GDB, or the GNU debugger, can be used to temporarily stop a program and print what it is doing (a backtrace) and it can do this for all the potential threads the program is using (which can be critical).

Install gdb like:

sudo apt-get install gdb

Next you need the PID, or process ID of the program you are interested in. Make sure it is running and then find the ID using methods like:

# if the application is python based, for example, do:
ps aux | grep python

# or more direct:
pidof python

Now, run as root and attach to the process using gdb. Be aware that your program will be paused by attaching, but when we exit gdb it will wake up.

sudo gdb --pid `pidof python`

The above command should send you into the gdb interpreter and you'll see a line starting with (gdb).

Now, type this command to generate a backtrace of what all threads are doing in the program:

thread apply all backtrace

Now open a plain text document, create a header called "*** BACKTRACE 1 ***", and paste all the lines gdb output into the doc.

Next, leave gdb and allow your program to continue running again. To do this type:

quit

Then gdb should prompt you to confirm and will detach (leaving the program running as it was before you attached). The output should look something like:

(gdb) quit
The program is running.  Quit anyway (and detach it)? (y or n) y
Detaching from process 55606.

Now, for a program that is running very very slowly a single backtrace can often help pinpoint (when a developer sees it) exactly what is going wrong - e.g. some function in the code is being called that indicates the program was misconfigured and explains why the app is not working well.

But, for programs that are running fast (using lots of CPU) a single GDB backtrace will not be trustable in isolation. So, next you should repeat the above steps to generate several more GDB traces.

You can run this quickly in succession like:

sudo gdb -ex "set pagination 0" -ex "thread apply all bt" --batch --pid `pidof python`

Or in a loop like:

PID=`pidof python`
RUNS=10
SLEEP=1
for x in $(seq 1 ${RUNS})
  do
    echo "*** BACKTRACE $x ***";
    sudo gdb -ex "set pagination 0" -ex "thread apply all bt" --batch --pid $PID;
    sleep ${SLEEP};
  done

For more info on this approach see: http://stackoverflow.com/a/378024 and http://poormansprofiler.org/

Instruments on OS X

Instruments.app is a visual tool for viewing and interacting with the results of profiling and many other "instruments" you run. You can generate data to view in instruments by running it on the command line. Then the output can be opened and viewed in the Instruments.app graphical interface.
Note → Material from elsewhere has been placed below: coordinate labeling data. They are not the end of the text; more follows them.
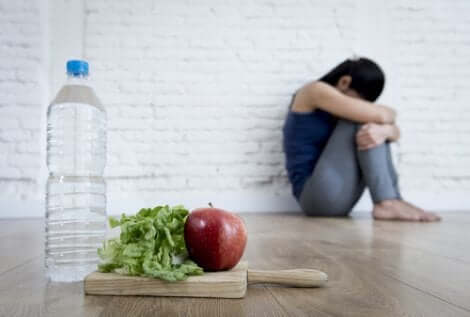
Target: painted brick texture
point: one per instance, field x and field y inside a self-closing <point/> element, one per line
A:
<point x="197" y="91"/>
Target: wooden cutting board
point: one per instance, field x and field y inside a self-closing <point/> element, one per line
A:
<point x="224" y="284"/>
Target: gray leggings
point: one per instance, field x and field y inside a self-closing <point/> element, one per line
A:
<point x="342" y="173"/>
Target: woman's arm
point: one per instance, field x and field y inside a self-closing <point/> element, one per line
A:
<point x="327" y="98"/>
<point x="371" y="134"/>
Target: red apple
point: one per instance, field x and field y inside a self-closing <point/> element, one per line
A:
<point x="215" y="238"/>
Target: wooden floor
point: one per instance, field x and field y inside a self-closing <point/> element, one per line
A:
<point x="375" y="269"/>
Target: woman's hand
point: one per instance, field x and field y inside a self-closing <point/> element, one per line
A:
<point x="371" y="135"/>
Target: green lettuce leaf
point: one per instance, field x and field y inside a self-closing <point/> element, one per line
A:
<point x="151" y="244"/>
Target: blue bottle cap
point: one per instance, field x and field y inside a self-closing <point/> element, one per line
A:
<point x="77" y="68"/>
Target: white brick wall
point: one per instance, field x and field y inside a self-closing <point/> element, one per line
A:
<point x="22" y="85"/>
<point x="196" y="92"/>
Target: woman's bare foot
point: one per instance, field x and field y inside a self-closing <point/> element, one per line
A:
<point x="395" y="209"/>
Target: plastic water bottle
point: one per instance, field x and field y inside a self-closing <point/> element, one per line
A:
<point x="76" y="190"/>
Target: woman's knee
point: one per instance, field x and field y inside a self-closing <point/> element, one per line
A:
<point x="324" y="207"/>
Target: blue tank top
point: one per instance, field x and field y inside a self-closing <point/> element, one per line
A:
<point x="305" y="136"/>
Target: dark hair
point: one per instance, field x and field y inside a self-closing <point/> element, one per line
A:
<point x="367" y="78"/>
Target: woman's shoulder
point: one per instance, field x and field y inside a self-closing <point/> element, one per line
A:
<point x="306" y="98"/>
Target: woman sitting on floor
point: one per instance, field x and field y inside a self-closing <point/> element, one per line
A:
<point x="336" y="142"/>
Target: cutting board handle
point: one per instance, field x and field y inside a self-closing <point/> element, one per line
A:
<point x="295" y="277"/>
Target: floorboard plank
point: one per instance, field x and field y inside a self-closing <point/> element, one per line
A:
<point x="375" y="269"/>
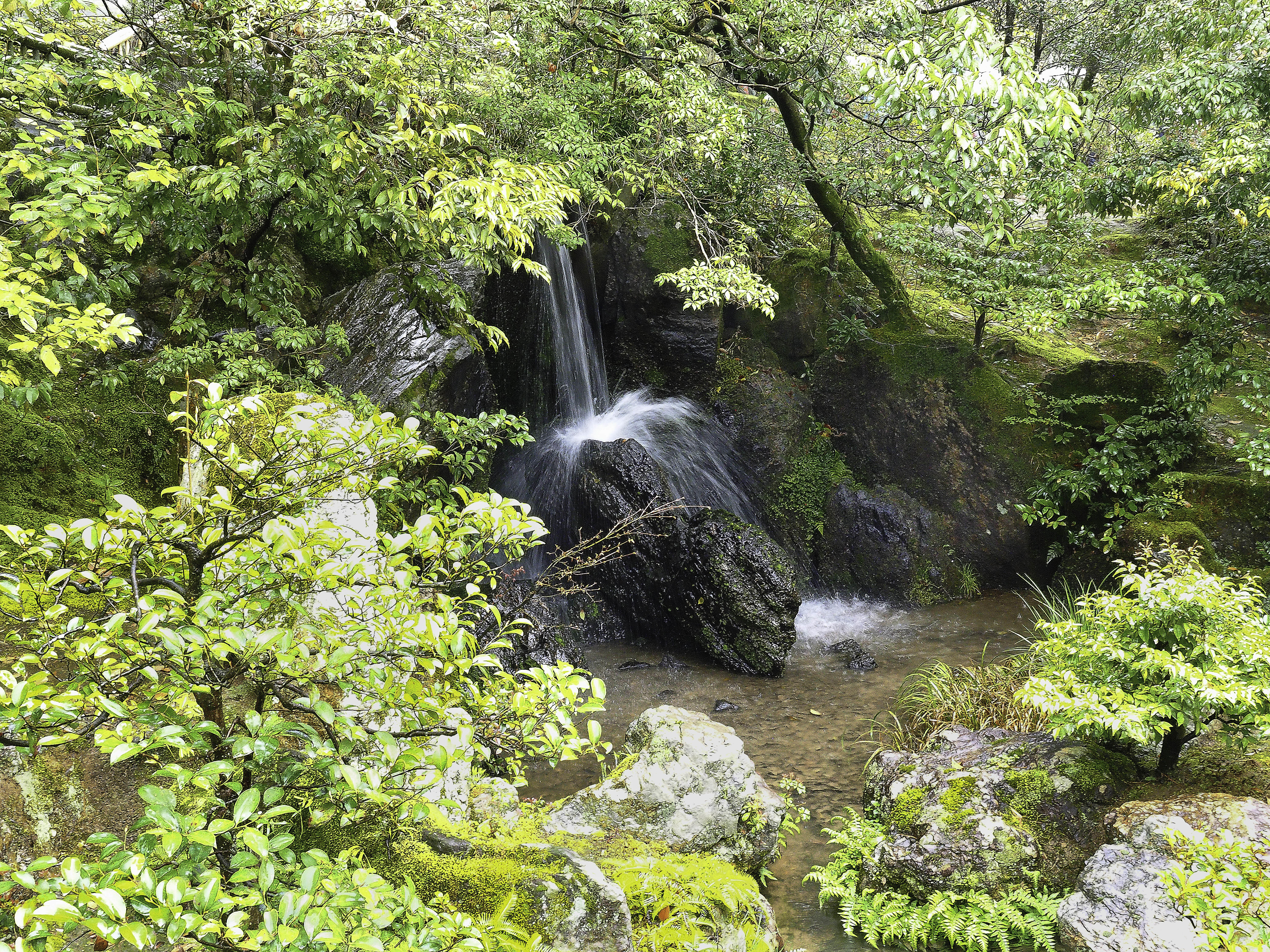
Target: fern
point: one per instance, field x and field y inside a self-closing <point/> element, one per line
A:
<point x="972" y="921"/>
<point x="688" y="903"/>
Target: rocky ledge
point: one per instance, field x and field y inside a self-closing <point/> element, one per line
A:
<point x="670" y="841"/>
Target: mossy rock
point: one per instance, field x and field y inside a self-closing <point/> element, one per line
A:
<point x="1211" y="766"/>
<point x="478" y="866"/>
<point x="1233" y="512"/>
<point x="1128" y="387"/>
<point x="65" y="460"/>
<point x="810" y="298"/>
<point x="991" y="810"/>
<point x="924" y="413"/>
<point x="669" y="243"/>
<point x="1146" y="535"/>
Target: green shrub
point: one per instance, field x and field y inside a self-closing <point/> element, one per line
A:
<point x="971" y="920"/>
<point x="1174" y="651"/>
<point x="1222" y="888"/>
<point x="810" y="478"/>
<point x="940" y="696"/>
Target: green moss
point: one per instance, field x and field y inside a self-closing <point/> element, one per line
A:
<point x="669" y="246"/>
<point x="694" y="892"/>
<point x="1100" y="770"/>
<point x="1033" y="791"/>
<point x="954" y="800"/>
<point x="477" y="885"/>
<point x="67" y="460"/>
<point x="807" y="483"/>
<point x="906" y="816"/>
<point x="1211" y="766"/>
<point x="1145" y="532"/>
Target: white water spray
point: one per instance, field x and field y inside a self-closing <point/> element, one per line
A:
<point x="693" y="450"/>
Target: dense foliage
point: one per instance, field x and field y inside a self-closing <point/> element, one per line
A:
<point x="1175" y="651"/>
<point x="971" y="921"/>
<point x="277" y="662"/>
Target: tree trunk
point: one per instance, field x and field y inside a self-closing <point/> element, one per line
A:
<point x="1172" y="748"/>
<point x="843" y="218"/>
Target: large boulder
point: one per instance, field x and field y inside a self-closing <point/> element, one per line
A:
<point x="399" y="355"/>
<point x="885" y="543"/>
<point x="707" y="581"/>
<point x="925" y="416"/>
<point x="990" y="809"/>
<point x="658" y="342"/>
<point x="578" y="907"/>
<point x="686" y="783"/>
<point x="1122" y="904"/>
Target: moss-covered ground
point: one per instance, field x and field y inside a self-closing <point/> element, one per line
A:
<point x="65" y="459"/>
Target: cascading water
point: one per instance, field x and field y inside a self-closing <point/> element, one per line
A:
<point x="695" y="454"/>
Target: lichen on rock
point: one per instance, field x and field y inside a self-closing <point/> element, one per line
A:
<point x="989" y="810"/>
<point x="1122" y="904"/>
<point x="690" y="786"/>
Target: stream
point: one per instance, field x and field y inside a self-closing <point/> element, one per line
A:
<point x="780" y="732"/>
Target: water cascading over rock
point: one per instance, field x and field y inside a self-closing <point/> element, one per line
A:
<point x="707" y="577"/>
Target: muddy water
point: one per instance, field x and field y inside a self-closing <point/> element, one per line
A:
<point x="780" y="732"/>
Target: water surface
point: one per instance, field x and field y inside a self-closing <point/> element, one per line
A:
<point x="780" y="732"/>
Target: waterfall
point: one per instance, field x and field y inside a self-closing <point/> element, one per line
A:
<point x="690" y="446"/>
<point x="582" y="387"/>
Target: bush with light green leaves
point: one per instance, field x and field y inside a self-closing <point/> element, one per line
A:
<point x="1175" y="652"/>
<point x="272" y="666"/>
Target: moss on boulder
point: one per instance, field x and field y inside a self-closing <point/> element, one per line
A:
<point x="989" y="810"/>
<point x="68" y="459"/>
<point x="1233" y="512"/>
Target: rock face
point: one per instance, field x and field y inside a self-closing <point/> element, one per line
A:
<point x="711" y="581"/>
<point x="582" y="908"/>
<point x="549" y="639"/>
<point x="987" y="809"/>
<point x="882" y="541"/>
<point x="918" y="427"/>
<point x="689" y="784"/>
<point x="854" y="654"/>
<point x="658" y="342"/>
<point x="1122" y="906"/>
<point x="399" y="356"/>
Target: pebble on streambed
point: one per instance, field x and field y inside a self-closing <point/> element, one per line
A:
<point x="858" y="659"/>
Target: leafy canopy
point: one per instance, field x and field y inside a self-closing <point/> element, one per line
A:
<point x="222" y="143"/>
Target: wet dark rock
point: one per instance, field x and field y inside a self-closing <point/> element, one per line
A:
<point x="853" y="654"/>
<point x="920" y="417"/>
<point x="708" y="581"/>
<point x="658" y="342"/>
<point x="545" y="642"/>
<point x="1128" y="388"/>
<point x="991" y="809"/>
<point x="399" y="355"/>
<point x="882" y="543"/>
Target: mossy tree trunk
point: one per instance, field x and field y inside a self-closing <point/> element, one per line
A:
<point x="845" y="220"/>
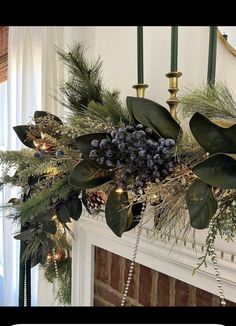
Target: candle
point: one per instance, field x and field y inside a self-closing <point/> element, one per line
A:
<point x="212" y="55"/>
<point x="174" y="49"/>
<point x="140" y="53"/>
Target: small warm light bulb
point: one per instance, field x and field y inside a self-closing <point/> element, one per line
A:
<point x="43" y="136"/>
<point x="36" y="144"/>
<point x="45" y="146"/>
<point x="119" y="190"/>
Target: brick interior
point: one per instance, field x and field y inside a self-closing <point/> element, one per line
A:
<point x="147" y="288"/>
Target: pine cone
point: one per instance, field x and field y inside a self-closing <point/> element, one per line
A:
<point x="96" y="200"/>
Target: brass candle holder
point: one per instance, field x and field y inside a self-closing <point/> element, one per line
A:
<point x="173" y="89"/>
<point x="140" y="89"/>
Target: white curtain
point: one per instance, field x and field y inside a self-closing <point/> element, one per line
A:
<point x="33" y="74"/>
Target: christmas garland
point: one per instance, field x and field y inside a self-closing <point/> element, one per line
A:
<point x="116" y="159"/>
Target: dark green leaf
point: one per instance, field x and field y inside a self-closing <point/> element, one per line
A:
<point x="74" y="207"/>
<point x="116" y="212"/>
<point x="218" y="170"/>
<point x="44" y="218"/>
<point x="201" y="204"/>
<point x="84" y="144"/>
<point x="63" y="214"/>
<point x="39" y="114"/>
<point x="50" y="227"/>
<point x="84" y="201"/>
<point x="213" y="138"/>
<point x="134" y="214"/>
<point x="21" y="132"/>
<point x="154" y="116"/>
<point x="25" y="235"/>
<point x="86" y="176"/>
<point x="37" y="257"/>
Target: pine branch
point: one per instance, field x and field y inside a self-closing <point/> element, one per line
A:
<point x="214" y="102"/>
<point x="41" y="202"/>
<point x="15" y="158"/>
<point x="84" y="84"/>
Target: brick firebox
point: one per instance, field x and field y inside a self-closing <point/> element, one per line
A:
<point x="148" y="287"/>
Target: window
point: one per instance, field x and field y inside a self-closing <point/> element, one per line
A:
<point x="3" y="112"/>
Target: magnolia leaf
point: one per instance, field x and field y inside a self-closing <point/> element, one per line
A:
<point x="74" y="207"/>
<point x="218" y="170"/>
<point x="84" y="144"/>
<point x="154" y="116"/>
<point x="130" y="103"/>
<point x="37" y="257"/>
<point x="86" y="176"/>
<point x="211" y="137"/>
<point x="39" y="114"/>
<point x="116" y="212"/>
<point x="134" y="214"/>
<point x="21" y="132"/>
<point x="201" y="204"/>
<point x="25" y="235"/>
<point x="50" y="227"/>
<point x="63" y="214"/>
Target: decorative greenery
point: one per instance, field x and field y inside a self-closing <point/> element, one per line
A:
<point x="110" y="158"/>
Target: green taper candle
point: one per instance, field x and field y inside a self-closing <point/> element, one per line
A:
<point x="211" y="73"/>
<point x="174" y="49"/>
<point x="140" y="53"/>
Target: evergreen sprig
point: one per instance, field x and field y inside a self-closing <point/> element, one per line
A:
<point x="215" y="101"/>
<point x="84" y="83"/>
<point x="43" y="201"/>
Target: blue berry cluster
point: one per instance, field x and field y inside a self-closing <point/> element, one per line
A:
<point x="137" y="156"/>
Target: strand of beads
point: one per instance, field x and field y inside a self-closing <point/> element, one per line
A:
<point x="25" y="285"/>
<point x="57" y="274"/>
<point x="131" y="269"/>
<point x="215" y="262"/>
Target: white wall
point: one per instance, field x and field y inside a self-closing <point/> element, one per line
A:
<point x="117" y="47"/>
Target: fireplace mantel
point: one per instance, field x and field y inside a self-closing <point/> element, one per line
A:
<point x="176" y="261"/>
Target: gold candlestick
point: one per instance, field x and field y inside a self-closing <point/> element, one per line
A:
<point x="140" y="88"/>
<point x="173" y="89"/>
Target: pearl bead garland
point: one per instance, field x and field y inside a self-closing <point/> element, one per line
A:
<point x="57" y="274"/>
<point x="215" y="263"/>
<point x="131" y="269"/>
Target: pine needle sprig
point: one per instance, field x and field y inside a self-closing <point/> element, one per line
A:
<point x="213" y="102"/>
<point x="39" y="204"/>
<point x="15" y="158"/>
<point x="84" y="83"/>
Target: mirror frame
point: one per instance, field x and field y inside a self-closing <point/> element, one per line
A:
<point x="226" y="44"/>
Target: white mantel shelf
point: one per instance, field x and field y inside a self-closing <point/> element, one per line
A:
<point x="177" y="262"/>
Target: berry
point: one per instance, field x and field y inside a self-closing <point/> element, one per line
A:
<point x="95" y="143"/>
<point x="38" y="154"/>
<point x="59" y="153"/>
<point x="139" y="126"/>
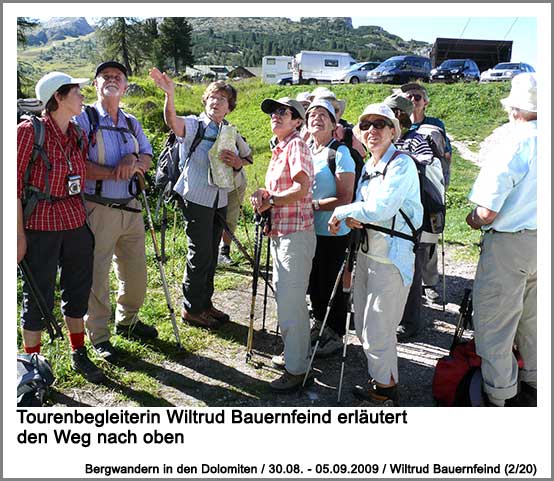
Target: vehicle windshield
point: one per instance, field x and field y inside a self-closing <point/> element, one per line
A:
<point x="452" y="64"/>
<point x="507" y="66"/>
<point x="391" y="63"/>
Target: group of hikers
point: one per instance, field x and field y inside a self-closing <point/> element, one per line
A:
<point x="77" y="214"/>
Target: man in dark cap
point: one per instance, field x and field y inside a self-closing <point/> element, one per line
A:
<point x="117" y="150"/>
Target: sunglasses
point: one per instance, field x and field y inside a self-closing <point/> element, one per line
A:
<point x="376" y="124"/>
<point x="281" y="111"/>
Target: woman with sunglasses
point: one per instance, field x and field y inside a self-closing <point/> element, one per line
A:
<point x="53" y="235"/>
<point x="387" y="197"/>
<point x="288" y="194"/>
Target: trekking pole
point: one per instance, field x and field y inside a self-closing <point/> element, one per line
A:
<point x="141" y="183"/>
<point x="327" y="311"/>
<point x="242" y="249"/>
<point x="266" y="283"/>
<point x="352" y="260"/>
<point x="52" y="327"/>
<point x="255" y="271"/>
<point x="174" y="239"/>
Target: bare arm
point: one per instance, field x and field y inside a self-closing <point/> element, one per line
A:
<point x="163" y="81"/>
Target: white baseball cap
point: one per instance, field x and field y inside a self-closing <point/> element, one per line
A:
<point x="523" y="94"/>
<point x="51" y="82"/>
<point x="383" y="111"/>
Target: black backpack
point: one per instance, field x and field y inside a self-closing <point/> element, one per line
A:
<point x="34" y="377"/>
<point x="358" y="160"/>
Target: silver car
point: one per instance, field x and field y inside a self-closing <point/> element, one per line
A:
<point x="505" y="71"/>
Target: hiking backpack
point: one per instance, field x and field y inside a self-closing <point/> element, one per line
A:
<point x="32" y="195"/>
<point x="34" y="377"/>
<point x="358" y="161"/>
<point x="432" y="200"/>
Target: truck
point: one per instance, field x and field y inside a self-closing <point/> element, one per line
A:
<point x="276" y="67"/>
<point x="314" y="67"/>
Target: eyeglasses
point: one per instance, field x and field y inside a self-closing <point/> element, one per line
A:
<point x="281" y="111"/>
<point x="376" y="124"/>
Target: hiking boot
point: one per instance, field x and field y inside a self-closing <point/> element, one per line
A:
<point x="404" y="335"/>
<point x="278" y="361"/>
<point x="106" y="351"/>
<point x="329" y="344"/>
<point x="202" y="319"/>
<point x="224" y="255"/>
<point x="288" y="382"/>
<point x="221" y="316"/>
<point x="81" y="363"/>
<point x="376" y="395"/>
<point x="138" y="330"/>
<point x="431" y="293"/>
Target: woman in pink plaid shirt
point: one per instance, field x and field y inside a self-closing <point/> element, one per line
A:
<point x="288" y="194"/>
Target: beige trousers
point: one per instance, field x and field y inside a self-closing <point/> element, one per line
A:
<point x="118" y="239"/>
<point x="505" y="310"/>
<point x="379" y="300"/>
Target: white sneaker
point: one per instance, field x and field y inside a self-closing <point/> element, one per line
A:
<point x="329" y="344"/>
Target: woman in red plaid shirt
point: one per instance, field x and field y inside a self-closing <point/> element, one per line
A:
<point x="54" y="233"/>
<point x="288" y="194"/>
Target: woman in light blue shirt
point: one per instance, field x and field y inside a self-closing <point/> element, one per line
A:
<point x="388" y="197"/>
<point x="333" y="186"/>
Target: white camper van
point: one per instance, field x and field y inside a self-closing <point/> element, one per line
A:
<point x="314" y="67"/>
<point x="274" y="68"/>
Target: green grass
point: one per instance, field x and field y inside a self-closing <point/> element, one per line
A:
<point x="470" y="113"/>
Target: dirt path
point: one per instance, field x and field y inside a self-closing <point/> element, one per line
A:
<point x="221" y="377"/>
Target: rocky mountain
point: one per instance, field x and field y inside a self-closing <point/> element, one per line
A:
<point x="58" y="28"/>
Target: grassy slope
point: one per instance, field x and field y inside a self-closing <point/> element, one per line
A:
<point x="470" y="113"/>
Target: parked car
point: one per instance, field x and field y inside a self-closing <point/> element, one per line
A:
<point x="455" y="70"/>
<point x="313" y="67"/>
<point x="285" y="81"/>
<point x="505" y="71"/>
<point x="401" y="69"/>
<point x="355" y="74"/>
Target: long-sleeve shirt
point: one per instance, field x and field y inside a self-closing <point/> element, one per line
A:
<point x="378" y="201"/>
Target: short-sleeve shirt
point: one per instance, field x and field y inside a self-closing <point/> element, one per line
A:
<point x="117" y="144"/>
<point x="507" y="182"/>
<point x="325" y="185"/>
<point x="288" y="158"/>
<point x="65" y="212"/>
<point x="193" y="184"/>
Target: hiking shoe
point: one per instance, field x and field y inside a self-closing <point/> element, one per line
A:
<point x="138" y="330"/>
<point x="288" y="382"/>
<point x="106" y="351"/>
<point x="329" y="344"/>
<point x="376" y="395"/>
<point x="81" y="363"/>
<point x="278" y="361"/>
<point x="431" y="293"/>
<point x="221" y="316"/>
<point x="202" y="319"/>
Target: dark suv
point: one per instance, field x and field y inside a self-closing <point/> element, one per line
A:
<point x="401" y="69"/>
<point x="456" y="70"/>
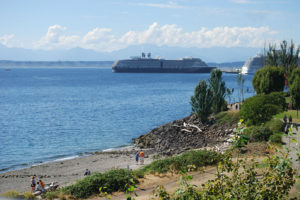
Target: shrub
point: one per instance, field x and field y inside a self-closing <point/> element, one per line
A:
<point x="275" y="125"/>
<point x="258" y="134"/>
<point x="184" y="162"/>
<point x="240" y="180"/>
<point x="227" y="117"/>
<point x="276" y="138"/>
<point x="114" y="180"/>
<point x="259" y="109"/>
<point x="268" y="79"/>
<point x="277" y="98"/>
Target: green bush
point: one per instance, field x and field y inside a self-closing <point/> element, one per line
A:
<point x="227" y="117"/>
<point x="191" y="159"/>
<point x="276" y="138"/>
<point x="275" y="125"/>
<point x="259" y="109"/>
<point x="277" y="98"/>
<point x="114" y="180"/>
<point x="258" y="134"/>
<point x="268" y="79"/>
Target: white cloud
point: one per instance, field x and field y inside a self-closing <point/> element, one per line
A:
<point x="170" y="4"/>
<point x="100" y="39"/>
<point x="6" y="40"/>
<point x="104" y="40"/>
<point x="55" y="38"/>
<point x="241" y="1"/>
<point x="172" y="35"/>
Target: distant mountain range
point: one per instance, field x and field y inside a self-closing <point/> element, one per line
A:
<point x="215" y="54"/>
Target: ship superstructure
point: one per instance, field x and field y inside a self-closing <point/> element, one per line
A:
<point x="147" y="64"/>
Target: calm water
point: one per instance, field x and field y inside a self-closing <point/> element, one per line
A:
<point x="48" y="114"/>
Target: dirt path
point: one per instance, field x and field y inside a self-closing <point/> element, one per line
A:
<point x="170" y="182"/>
<point x="293" y="146"/>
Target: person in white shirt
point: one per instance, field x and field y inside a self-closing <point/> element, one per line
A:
<point x="39" y="187"/>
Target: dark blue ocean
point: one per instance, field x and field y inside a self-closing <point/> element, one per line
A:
<point x="49" y="114"/>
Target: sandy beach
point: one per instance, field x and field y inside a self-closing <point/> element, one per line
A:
<point x="66" y="172"/>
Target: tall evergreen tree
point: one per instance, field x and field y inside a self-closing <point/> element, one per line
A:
<point x="286" y="56"/>
<point x="218" y="89"/>
<point x="295" y="92"/>
<point x="241" y="81"/>
<point x="201" y="101"/>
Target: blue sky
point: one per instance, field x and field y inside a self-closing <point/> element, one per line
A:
<point x="110" y="25"/>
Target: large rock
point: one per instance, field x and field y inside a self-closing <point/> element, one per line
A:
<point x="182" y="135"/>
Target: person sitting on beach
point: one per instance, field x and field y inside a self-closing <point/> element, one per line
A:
<point x="39" y="187"/>
<point x="137" y="158"/>
<point x="32" y="183"/>
<point x="42" y="184"/>
<point x="87" y="172"/>
<point x="141" y="156"/>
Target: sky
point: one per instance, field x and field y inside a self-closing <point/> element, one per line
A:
<point x="111" y="25"/>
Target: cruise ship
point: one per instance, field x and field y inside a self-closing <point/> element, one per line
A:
<point x="147" y="64"/>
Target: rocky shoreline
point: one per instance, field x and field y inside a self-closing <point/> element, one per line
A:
<point x="170" y="139"/>
<point x="188" y="133"/>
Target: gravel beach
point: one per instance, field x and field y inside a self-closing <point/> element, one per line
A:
<point x="66" y="172"/>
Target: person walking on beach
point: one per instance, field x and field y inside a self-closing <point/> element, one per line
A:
<point x="137" y="157"/>
<point x="290" y="119"/>
<point x="141" y="156"/>
<point x="87" y="172"/>
<point x="42" y="184"/>
<point x="285" y="119"/>
<point x="32" y="183"/>
<point x="39" y="187"/>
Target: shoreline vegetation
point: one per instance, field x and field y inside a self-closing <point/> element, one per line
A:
<point x="235" y="142"/>
<point x="67" y="172"/>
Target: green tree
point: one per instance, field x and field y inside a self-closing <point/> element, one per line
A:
<point x="286" y="56"/>
<point x="241" y="80"/>
<point x="202" y="101"/>
<point x="259" y="109"/>
<point x="219" y="91"/>
<point x="268" y="79"/>
<point x="295" y="92"/>
<point x="295" y="73"/>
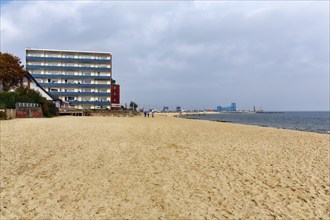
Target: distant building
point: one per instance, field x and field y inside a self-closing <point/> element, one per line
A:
<point x="165" y="109"/>
<point x="231" y="108"/>
<point x="81" y="78"/>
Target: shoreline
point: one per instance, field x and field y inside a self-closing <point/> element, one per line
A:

instruments -t "Time Profiler" `which <your program>` <your program args>

When done you should see a .trace folder in the current directory named after your program. You can then launch this like:

open *.trace

One drawback of this method is that each run overwrites the .trace data file instead of appending. So, to be able to make multiple runs and compare the call stacks you need to set up your profiling script and run it inside of Instruments app (instead of via the command line). You can do this by clicking Choose target....

Activity Monitor.app on OS X

On OS X when a program starts running slowly, or appears hung, you can figure out what is happening by sampling the process to see what it is doing. Sampling generates a call tree of what C or C++ functions are being called and how much time is spent in each. This call tree may be indecipherable to users unfamiliar with a programs internals. But it can be shared with a developer to quickly diagnose the problem and potential ways to fix it.

To run an Activity Monitor trace on OS X 10.10 do:

  1. Open /Applications/Utilities/Activity Monitor.app. You can do this on the command line like: open -a "Activity Monitor"

  2. The main window will display all running processes. Find the process name or id of the process you are interested in and click the gear icon and then Sample Process.

  1. The sampling will run for several seconds and then output call graphs of each thread.

You can choose Percent of Thread for the display to get an easy to screenshot view like:

To share the entire output with a developer choose Sample Text and then you can copy/paste the entire call tree.